In der Kunst geht es am Ende immer auch um den Menschen. Dabei ist es manchmal jedoch gar nicht so einfach, die Menschen zu mögen. Für viele Probleme kann man die Menschheit verantwortlich machen. Allein die Umweltprobleme: Plastik im Meer, Artensterben, Klimawandel… Trotzdem ist die Menschenliebe für Künstlerinnen oder Künstler ein sehr wirksamer Antrieb und viele Arbeiten drehen sich um den Zweck des Menschseins oder das Verhältnis des Menschen zur Welt. 

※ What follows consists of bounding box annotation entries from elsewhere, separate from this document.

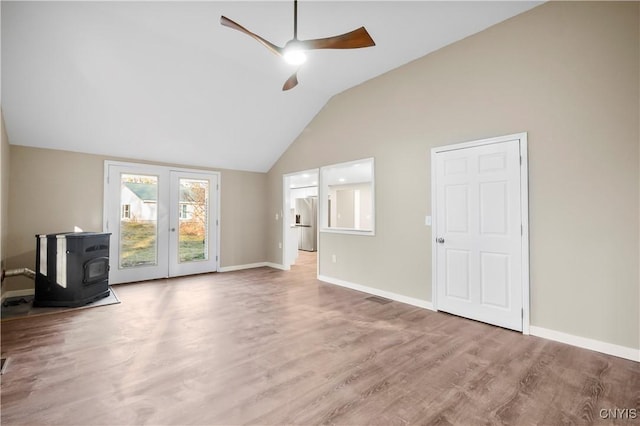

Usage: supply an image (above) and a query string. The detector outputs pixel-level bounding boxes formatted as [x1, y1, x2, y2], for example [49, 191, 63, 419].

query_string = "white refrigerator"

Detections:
[295, 197, 318, 251]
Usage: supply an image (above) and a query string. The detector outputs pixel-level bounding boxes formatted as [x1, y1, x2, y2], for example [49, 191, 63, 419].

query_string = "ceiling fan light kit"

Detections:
[220, 0, 376, 91]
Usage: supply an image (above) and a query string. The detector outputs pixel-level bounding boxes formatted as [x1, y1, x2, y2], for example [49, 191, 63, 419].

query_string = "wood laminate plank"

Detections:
[1, 252, 640, 425]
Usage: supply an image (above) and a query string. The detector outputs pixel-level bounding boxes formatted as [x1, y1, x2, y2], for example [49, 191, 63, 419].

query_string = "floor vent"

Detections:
[367, 296, 392, 305]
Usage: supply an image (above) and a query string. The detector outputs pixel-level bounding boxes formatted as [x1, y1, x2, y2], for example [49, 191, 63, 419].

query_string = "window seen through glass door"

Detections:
[118, 173, 158, 268]
[178, 178, 209, 263]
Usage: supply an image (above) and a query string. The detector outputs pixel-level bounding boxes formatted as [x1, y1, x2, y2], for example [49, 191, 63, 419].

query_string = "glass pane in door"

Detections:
[118, 173, 158, 269]
[178, 178, 209, 263]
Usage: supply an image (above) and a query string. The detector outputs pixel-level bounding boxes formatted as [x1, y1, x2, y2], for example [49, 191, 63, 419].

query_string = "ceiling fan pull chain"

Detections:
[293, 0, 298, 40]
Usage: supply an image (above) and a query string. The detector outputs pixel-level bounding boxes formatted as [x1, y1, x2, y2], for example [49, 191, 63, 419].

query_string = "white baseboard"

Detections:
[219, 262, 289, 272]
[318, 275, 434, 311]
[0, 288, 35, 303]
[529, 325, 640, 362]
[218, 262, 267, 272]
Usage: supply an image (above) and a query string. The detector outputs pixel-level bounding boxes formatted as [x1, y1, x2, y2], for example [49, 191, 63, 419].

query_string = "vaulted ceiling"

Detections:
[1, 0, 540, 172]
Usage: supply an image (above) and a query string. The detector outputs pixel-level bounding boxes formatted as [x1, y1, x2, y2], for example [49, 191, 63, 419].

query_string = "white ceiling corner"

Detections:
[1, 0, 541, 172]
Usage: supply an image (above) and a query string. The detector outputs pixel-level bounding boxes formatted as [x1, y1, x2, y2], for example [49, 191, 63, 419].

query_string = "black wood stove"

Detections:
[33, 232, 111, 307]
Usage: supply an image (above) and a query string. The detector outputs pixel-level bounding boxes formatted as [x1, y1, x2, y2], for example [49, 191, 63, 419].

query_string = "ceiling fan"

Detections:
[220, 0, 376, 90]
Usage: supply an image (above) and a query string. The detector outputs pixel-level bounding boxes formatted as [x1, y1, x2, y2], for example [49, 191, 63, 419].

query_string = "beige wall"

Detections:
[6, 145, 267, 290]
[268, 2, 640, 348]
[0, 111, 9, 292]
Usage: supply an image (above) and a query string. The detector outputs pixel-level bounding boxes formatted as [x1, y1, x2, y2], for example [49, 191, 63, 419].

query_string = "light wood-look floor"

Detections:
[1, 253, 640, 425]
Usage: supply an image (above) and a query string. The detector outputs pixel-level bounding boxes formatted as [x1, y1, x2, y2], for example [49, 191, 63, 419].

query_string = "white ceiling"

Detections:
[1, 0, 540, 172]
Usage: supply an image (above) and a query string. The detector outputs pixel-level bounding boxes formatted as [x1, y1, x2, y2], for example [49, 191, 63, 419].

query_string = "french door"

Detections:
[432, 134, 528, 331]
[103, 161, 219, 284]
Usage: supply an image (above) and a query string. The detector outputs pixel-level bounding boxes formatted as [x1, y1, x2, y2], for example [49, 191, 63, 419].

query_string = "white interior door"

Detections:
[104, 162, 219, 284]
[433, 138, 528, 331]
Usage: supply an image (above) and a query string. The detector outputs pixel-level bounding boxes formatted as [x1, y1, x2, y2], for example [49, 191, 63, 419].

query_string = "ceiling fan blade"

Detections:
[282, 70, 298, 92]
[300, 27, 376, 50]
[220, 16, 283, 56]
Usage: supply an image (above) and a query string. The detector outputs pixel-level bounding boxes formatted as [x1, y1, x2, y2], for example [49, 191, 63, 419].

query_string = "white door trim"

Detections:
[431, 132, 530, 334]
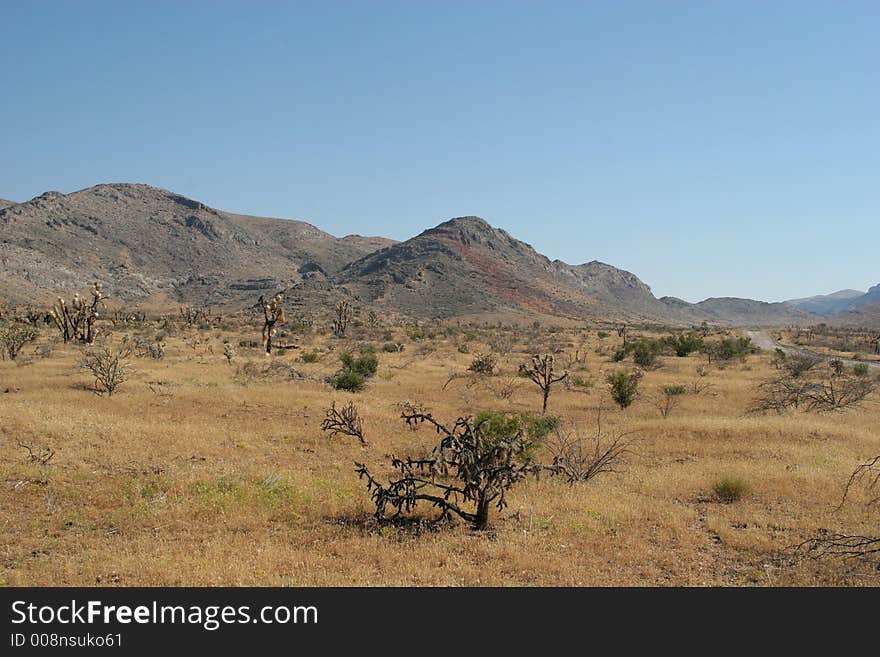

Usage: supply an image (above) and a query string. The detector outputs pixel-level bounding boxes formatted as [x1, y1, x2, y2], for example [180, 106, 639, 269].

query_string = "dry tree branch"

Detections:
[321, 401, 367, 445]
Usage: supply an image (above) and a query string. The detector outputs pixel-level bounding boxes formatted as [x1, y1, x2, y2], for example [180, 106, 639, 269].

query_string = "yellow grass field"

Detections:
[0, 327, 880, 586]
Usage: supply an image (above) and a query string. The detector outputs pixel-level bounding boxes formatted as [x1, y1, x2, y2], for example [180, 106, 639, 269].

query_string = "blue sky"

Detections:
[0, 0, 880, 301]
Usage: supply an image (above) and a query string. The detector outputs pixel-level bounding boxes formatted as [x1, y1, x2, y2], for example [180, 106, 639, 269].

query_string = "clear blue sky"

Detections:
[0, 0, 880, 301]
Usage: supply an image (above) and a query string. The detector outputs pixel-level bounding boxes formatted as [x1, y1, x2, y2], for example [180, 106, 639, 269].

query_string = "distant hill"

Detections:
[784, 284, 880, 317]
[0, 184, 392, 305]
[0, 183, 817, 326]
[337, 217, 813, 325]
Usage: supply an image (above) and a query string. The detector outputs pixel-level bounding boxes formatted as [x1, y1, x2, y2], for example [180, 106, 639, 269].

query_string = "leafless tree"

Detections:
[750, 364, 877, 413]
[355, 407, 545, 530]
[520, 354, 568, 414]
[794, 455, 880, 559]
[16, 440, 55, 465]
[321, 402, 367, 445]
[546, 408, 635, 483]
[80, 348, 130, 397]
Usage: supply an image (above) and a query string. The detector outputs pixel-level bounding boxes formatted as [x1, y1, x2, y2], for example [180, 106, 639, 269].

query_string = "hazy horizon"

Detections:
[0, 2, 880, 301]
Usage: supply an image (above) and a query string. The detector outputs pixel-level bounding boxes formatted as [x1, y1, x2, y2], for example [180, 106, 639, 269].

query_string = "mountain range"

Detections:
[0, 183, 873, 326]
[784, 284, 880, 324]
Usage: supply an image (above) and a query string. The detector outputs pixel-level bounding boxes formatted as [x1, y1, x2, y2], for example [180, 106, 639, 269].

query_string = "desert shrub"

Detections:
[712, 477, 749, 504]
[546, 411, 633, 484]
[632, 340, 663, 369]
[750, 364, 877, 413]
[656, 385, 687, 418]
[568, 375, 593, 388]
[468, 354, 497, 376]
[80, 348, 128, 397]
[299, 351, 321, 363]
[321, 402, 367, 445]
[408, 326, 434, 342]
[356, 408, 543, 530]
[666, 331, 703, 358]
[782, 354, 820, 379]
[606, 370, 642, 409]
[234, 360, 307, 384]
[0, 322, 37, 360]
[519, 354, 568, 414]
[330, 369, 367, 392]
[330, 349, 379, 392]
[700, 338, 755, 363]
[339, 349, 379, 378]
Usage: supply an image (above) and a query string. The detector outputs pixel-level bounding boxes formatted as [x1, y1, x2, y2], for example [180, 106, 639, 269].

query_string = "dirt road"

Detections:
[746, 331, 880, 371]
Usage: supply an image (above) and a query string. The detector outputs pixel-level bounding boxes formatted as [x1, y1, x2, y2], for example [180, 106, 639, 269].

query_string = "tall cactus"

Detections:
[49, 283, 107, 344]
[333, 299, 354, 338]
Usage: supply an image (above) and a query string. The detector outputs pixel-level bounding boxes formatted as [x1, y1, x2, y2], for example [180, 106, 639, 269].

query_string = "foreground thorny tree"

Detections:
[355, 406, 554, 529]
[795, 455, 880, 568]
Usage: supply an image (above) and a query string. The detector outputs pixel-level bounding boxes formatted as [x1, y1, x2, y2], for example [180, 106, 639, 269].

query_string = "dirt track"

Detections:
[746, 331, 880, 370]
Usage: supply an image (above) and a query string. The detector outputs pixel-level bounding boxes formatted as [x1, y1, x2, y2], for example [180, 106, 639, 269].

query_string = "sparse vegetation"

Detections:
[0, 316, 880, 585]
[606, 370, 642, 409]
[80, 347, 128, 397]
[321, 402, 367, 445]
[49, 283, 107, 344]
[519, 354, 568, 414]
[0, 322, 37, 360]
[260, 293, 285, 354]
[712, 477, 749, 504]
[356, 409, 541, 530]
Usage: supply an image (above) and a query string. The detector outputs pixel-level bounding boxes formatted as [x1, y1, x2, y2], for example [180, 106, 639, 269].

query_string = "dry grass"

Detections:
[0, 322, 880, 586]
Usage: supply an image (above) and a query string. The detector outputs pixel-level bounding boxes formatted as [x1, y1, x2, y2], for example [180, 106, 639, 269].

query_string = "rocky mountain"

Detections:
[0, 184, 816, 325]
[784, 284, 880, 317]
[0, 184, 392, 305]
[337, 217, 812, 325]
[783, 290, 865, 315]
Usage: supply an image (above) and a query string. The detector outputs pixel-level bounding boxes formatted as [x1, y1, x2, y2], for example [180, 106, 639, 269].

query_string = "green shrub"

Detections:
[712, 477, 749, 504]
[700, 338, 755, 363]
[474, 411, 559, 461]
[666, 331, 703, 358]
[632, 340, 662, 369]
[606, 371, 642, 409]
[299, 351, 321, 363]
[339, 349, 379, 378]
[468, 354, 497, 376]
[330, 370, 367, 392]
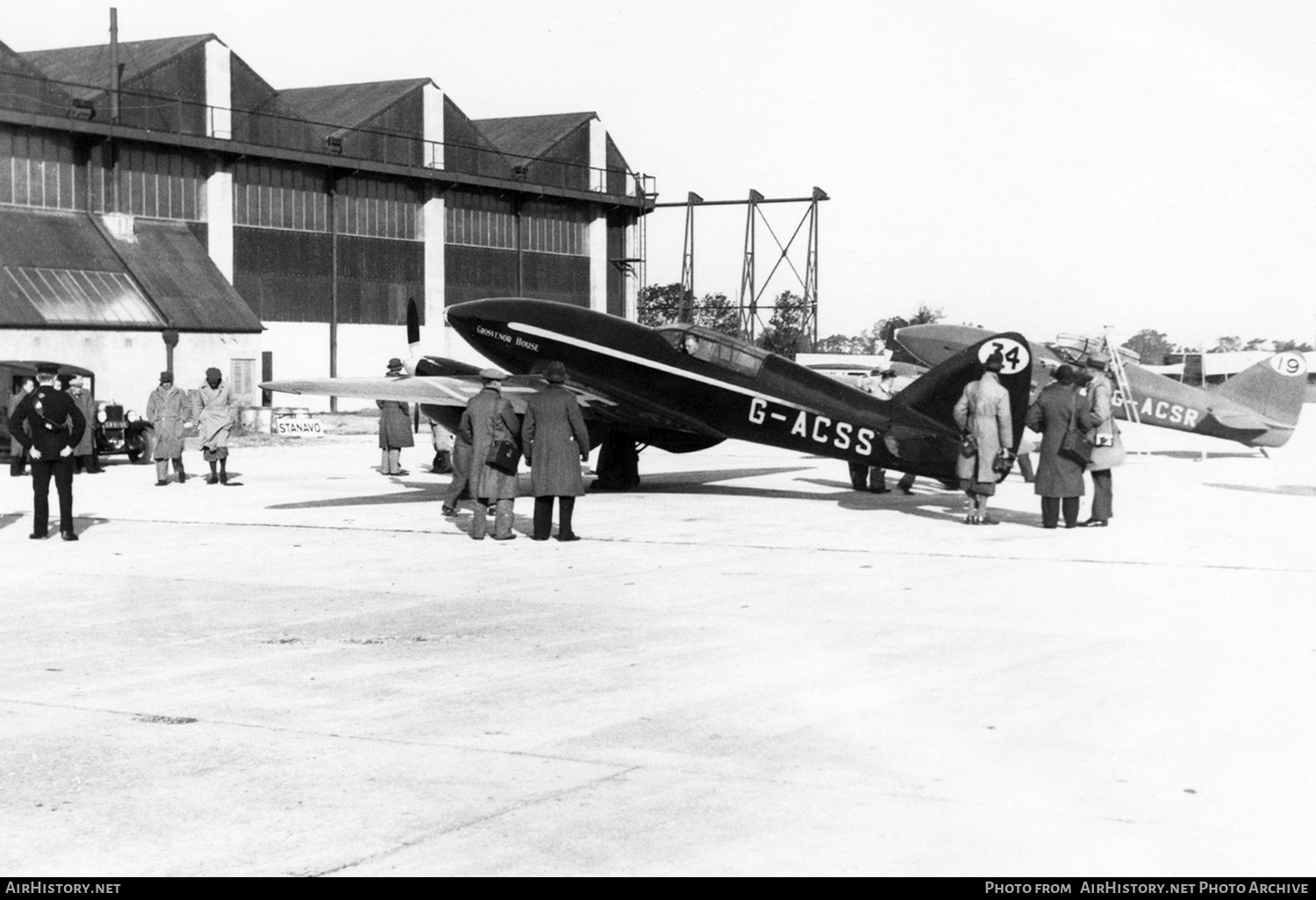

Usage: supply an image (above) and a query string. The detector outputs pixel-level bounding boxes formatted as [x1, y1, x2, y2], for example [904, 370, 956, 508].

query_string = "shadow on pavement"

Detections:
[1207, 482, 1316, 497]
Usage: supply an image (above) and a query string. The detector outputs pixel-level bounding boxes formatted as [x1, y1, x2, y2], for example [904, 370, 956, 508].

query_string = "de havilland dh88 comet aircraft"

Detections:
[897, 325, 1307, 449]
[261, 299, 1032, 489]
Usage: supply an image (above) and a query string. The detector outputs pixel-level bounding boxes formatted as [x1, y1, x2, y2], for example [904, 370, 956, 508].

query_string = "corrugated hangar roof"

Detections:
[279, 78, 432, 132]
[476, 112, 599, 160]
[0, 208, 262, 333]
[21, 34, 218, 100]
[0, 41, 69, 96]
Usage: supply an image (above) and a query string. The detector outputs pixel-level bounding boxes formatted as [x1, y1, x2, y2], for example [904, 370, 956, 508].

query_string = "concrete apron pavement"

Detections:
[0, 424, 1316, 876]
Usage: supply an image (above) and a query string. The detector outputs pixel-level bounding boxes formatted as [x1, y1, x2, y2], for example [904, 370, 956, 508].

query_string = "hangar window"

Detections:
[339, 176, 421, 241]
[4, 266, 165, 326]
[92, 144, 207, 223]
[444, 191, 516, 250]
[658, 325, 768, 376]
[233, 161, 329, 232]
[521, 203, 590, 257]
[0, 128, 84, 210]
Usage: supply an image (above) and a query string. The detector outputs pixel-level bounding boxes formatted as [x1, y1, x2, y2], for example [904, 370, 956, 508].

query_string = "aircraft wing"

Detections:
[261, 375, 616, 415]
[1207, 407, 1270, 432]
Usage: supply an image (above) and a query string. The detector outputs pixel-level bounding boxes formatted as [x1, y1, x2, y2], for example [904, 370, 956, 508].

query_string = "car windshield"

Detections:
[658, 325, 768, 375]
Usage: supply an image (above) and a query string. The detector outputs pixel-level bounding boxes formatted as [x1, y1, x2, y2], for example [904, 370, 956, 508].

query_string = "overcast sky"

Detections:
[0, 0, 1316, 344]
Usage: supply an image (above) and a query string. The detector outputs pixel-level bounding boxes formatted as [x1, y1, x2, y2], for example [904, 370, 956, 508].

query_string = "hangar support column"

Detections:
[589, 118, 608, 312]
[205, 41, 233, 284]
[421, 82, 450, 355]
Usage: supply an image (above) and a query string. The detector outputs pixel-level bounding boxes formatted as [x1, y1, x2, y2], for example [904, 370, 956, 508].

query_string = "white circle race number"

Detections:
[978, 339, 1033, 375]
[1270, 350, 1307, 376]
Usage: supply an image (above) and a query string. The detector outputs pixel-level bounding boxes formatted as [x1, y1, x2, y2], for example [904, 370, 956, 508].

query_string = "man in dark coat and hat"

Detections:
[1084, 353, 1124, 528]
[192, 366, 233, 484]
[521, 361, 590, 541]
[457, 368, 521, 541]
[10, 363, 87, 541]
[1024, 366, 1091, 528]
[375, 357, 416, 475]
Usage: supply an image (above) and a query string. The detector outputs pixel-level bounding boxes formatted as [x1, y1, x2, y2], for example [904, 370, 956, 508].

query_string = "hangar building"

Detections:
[0, 34, 653, 408]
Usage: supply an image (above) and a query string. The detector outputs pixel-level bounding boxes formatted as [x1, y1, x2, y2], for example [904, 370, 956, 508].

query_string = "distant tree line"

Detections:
[637, 284, 942, 362]
[637, 283, 808, 360]
[1124, 328, 1313, 366]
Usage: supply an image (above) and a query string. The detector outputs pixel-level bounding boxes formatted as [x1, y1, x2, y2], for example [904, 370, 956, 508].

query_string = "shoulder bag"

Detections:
[1057, 399, 1092, 468]
[484, 405, 521, 475]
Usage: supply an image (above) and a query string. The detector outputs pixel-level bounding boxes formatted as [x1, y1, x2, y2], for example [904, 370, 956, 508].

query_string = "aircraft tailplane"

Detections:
[1212, 352, 1307, 426]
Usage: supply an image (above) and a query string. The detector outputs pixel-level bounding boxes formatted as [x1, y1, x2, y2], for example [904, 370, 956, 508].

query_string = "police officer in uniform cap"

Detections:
[10, 363, 87, 541]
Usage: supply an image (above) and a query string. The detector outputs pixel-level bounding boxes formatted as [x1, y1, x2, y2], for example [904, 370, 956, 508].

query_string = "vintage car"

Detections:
[0, 360, 150, 462]
[94, 402, 152, 462]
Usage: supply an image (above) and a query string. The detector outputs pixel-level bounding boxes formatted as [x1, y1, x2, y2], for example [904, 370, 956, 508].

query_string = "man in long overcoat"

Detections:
[147, 371, 192, 487]
[10, 363, 87, 541]
[457, 368, 521, 541]
[1084, 353, 1124, 528]
[7, 378, 37, 478]
[955, 352, 1015, 525]
[60, 375, 100, 473]
[521, 361, 590, 541]
[375, 357, 416, 475]
[1024, 366, 1091, 528]
[192, 366, 233, 484]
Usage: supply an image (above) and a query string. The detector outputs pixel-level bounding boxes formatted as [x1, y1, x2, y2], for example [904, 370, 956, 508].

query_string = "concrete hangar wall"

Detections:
[0, 34, 652, 410]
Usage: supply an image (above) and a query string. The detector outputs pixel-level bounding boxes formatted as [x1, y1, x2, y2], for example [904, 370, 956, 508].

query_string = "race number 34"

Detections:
[978, 339, 1032, 375]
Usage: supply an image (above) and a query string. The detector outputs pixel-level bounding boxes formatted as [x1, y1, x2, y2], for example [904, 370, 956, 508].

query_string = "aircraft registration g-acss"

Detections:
[262, 297, 1032, 482]
[897, 325, 1307, 447]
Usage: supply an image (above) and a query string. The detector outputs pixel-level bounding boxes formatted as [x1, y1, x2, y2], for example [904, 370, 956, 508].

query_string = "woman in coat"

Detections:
[147, 371, 192, 487]
[521, 361, 590, 541]
[192, 366, 233, 484]
[1026, 366, 1091, 528]
[955, 352, 1015, 525]
[375, 357, 416, 475]
[457, 368, 521, 541]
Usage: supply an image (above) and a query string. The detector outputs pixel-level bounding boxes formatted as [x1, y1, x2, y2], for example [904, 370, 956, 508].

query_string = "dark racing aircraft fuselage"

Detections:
[447, 299, 974, 478]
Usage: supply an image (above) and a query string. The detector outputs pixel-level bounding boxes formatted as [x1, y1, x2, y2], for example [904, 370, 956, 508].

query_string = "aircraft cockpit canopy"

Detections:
[658, 324, 768, 376]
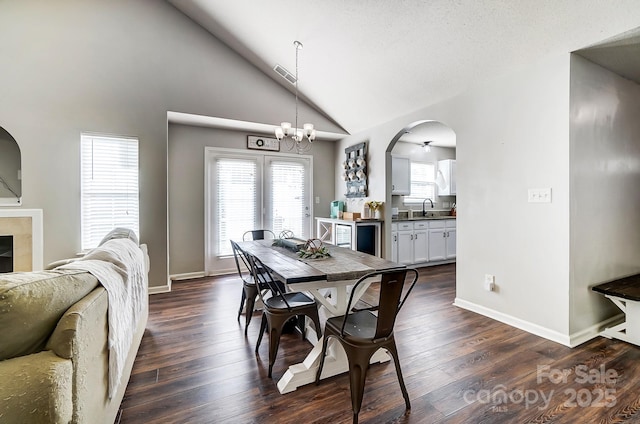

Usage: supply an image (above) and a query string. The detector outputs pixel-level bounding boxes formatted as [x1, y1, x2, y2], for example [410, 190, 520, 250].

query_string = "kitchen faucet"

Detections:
[422, 197, 433, 216]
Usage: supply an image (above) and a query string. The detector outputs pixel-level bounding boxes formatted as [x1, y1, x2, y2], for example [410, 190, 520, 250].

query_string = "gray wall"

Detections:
[570, 55, 640, 332]
[0, 0, 341, 286]
[169, 124, 335, 275]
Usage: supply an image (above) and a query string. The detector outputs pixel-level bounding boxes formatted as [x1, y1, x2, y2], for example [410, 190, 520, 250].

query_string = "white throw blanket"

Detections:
[59, 239, 147, 398]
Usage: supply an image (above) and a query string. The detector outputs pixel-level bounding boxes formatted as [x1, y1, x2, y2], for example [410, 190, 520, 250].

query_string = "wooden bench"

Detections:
[591, 274, 640, 346]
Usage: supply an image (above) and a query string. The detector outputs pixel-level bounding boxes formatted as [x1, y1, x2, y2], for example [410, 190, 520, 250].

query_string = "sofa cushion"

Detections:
[98, 227, 140, 246]
[0, 270, 98, 360]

Besonders in schwierigen Zeiten ist es wichtig, die Menschen gern zu haben. Dabei hilft, wenn man sich klar macht, dass viele unserer globalen Probleme in Wirklichkeit nicht von einzelnen Menschen gemacht sind, sondern in der Form ihres Zusammenlebens gründen. Tatsächlich sind nur selten einzelne Menschen schuld. Unsere Probleme sind vielmehr Probleme der Gesellschaftsform: Es sind wirtschaftliche und politische Probleme, aber keine Probleme des Menschen an sich. Es gibt eine gemeinsame Verantwortung einer Gesellschaft, beispielsweise gegenüber der Geschichte und gegenüber gemeinsamen Idealen und Werten. Jedoch alle Menschen pauschal verantwortlich zu machen ist insbesondere auch deshalb unfair, weil die meisten Menschen mit den aktuellen Zuständen der herrschenden Elite, korrupten Politikern oder Militärdiktaturen absolut nicht einverstanden sind. Millionen Menschen sind auf der Flucht. Es wäre zynisch, wenn man sie für die Situation in ihrer Heimat verantwortlich machte. Auch lebt beispielsweise die Hälfte der Menschen in armen Verhältnissen (48,4 % der Weltbevölkerung lebten 2013 von weniger als 5,50 Dollar am Tag) und hat überhaupt nicht genug Geld, um exzessiv zu konsumieren und viele Ressourcen zu verbrauchen. Die Menschen sind also nicht das Problem, sondern die Gesellschaftsform und sehr wenige einzelne Privilegierte, die unverhältnismäßig davon profitieren.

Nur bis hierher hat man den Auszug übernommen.